Litchfield Independent

By Matt McMillan

U.S. Senator Amy Klobuchar was in Mankato today to speak about the importance of public-private initiatives in the current economy at the Southern Minnesota Regional Competitiveness Partnership Futures Summit. Joining former Congressman Tim Penny, Klobuchar spoke about the need for collaboration across industries and between public and private organizations in order to keep Minnesota competitive in the global economy. She highlighted the economic benefits of homegrown energy, infrastructure and high-speed Internet on Minnesota’s economy in the short and long-term.

“By investing in the emerging energy economy, infrastructure and high-speed Internet, we can create jobs, develop new industries and stimulate economic growth in rural communities,” said Klobuchar. “Now is the time to renew our commitments to these vital economic development tools and turn the challenges we face into opportunities to secure Minnesota’s economic future.”

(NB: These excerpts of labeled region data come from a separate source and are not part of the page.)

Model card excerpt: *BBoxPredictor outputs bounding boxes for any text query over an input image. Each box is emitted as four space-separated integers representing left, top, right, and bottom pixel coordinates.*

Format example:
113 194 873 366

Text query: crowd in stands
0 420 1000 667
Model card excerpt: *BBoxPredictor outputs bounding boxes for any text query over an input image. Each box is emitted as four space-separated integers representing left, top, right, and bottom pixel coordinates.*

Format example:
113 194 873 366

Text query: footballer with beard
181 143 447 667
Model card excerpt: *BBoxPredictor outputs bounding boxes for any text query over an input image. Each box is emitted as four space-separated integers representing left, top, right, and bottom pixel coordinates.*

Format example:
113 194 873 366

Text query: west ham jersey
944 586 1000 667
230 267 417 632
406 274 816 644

Klobuchar gave the keynote address at the Summit, which brought together more than 200 leaders in business, finance, agriculture, government, education, and health care to develop strategies to use Southern Minnesota’s assets to strengthen the region’s economy. The event was held at the Minnesota State University-Mankato.

Klobuchar highlighted the importance of making strategic investments to ensure Minnesota’s role in the global economy. She called Minnesota’s burgeoning new energy sector a key to creating new jobs and positioning the state as a leader in the industry. Klobuchar also spoke about the importance of building a foundation for long-term growth through investments in infrastructure and high-speed Internet, both of which are included in the recently passed Economic Recovery Act.

The Summit is part of the Southern Minnesota Regional Competitiveness Project, a year-long effort to craft and implement a plan to grow the region’s economy. The region includes 38 counties spanning the southern third of the state. The Project is sponsored by a group of 16 public and private organizations.